I suppose we all have a song or a melody that causes the tears to come right to our eyes, no matter where we are or what frame of mind we may be in. We may be told in the Bible to always be anticipating what is to come and to look for the Kingdom of God, seizing every moment - but in our human state we are still formed by the events of our lives, the origins of these tender parts of our hearts where only a poem or a song can touch a part of us long changed or even gone. One of these songs for me is Old Friends, a Simon & Garfunkel classic that came into the world long before I did. I'm sure that my initial reaction comes always from the fact that I know my dad will never sit on a park bench with my godfather, who was his best friend and who has passed now 12 years ago. However, I know in my heart that he has been blessed with many, many other friends with whom he will share that park bench someday. As the song continues, it brings any listener, I would assume, to ponder their own season of life and their own dear friends. Being 25 myself, the line "How terribly strange to be 70" certainly rings true. I have struggled quite a bit in the last few years with seeing my parents and relatives age after I have been away for long periods of time, and to think of when I will be the grandmother or the great-aunt and what that will look like is truly strange. Not in a negative way, but just in the very true sense of that word. Foreign comes to mind, also. For now, I am happy to be where I am and that I am healthy and blessed with a family that I will grow older with for a long while yet. We are indeed made for a greater Place, but this never seems to fully erase the realities of our physical bodies and the ties we have with our loved ones here on the earth.

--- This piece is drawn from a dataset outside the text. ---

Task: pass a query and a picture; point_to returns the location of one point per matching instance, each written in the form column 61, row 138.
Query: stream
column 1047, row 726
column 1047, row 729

Things are gearing up for a particularly busy fall here in Georgia. In two weeks, I will begin my first teaching job outside of grad school at Columbus State University. It is still hard to believe that I am actually a professor. Maybe if I started the lesson planning that I have been putting off, I would feel more comfortable in the role! Ha. I am excited for this new adventure, and somewhat glad that it is only one semester; I'll have enough time to get into a good rhythm and learn many new things, I'm sure, but working two jobs will only last a little over three months. I will continue to work at Greystone, with only a change in schedule to avoid working literally seven days a week. I will also continue tutoring the little girl that I do, although lately she is complaining that it is "too hard". We may have to take a couple of sessions to work on cursive or singing French songs instead of learning new words, but I am optimistic that, in her extreme youth of 4 years old, she will pull through! So, it will certainly not be a dull period.
I hope that all is well with you, and pray that you will be blessed today! Hopefully I will be back again soon for more updating. Much love to you!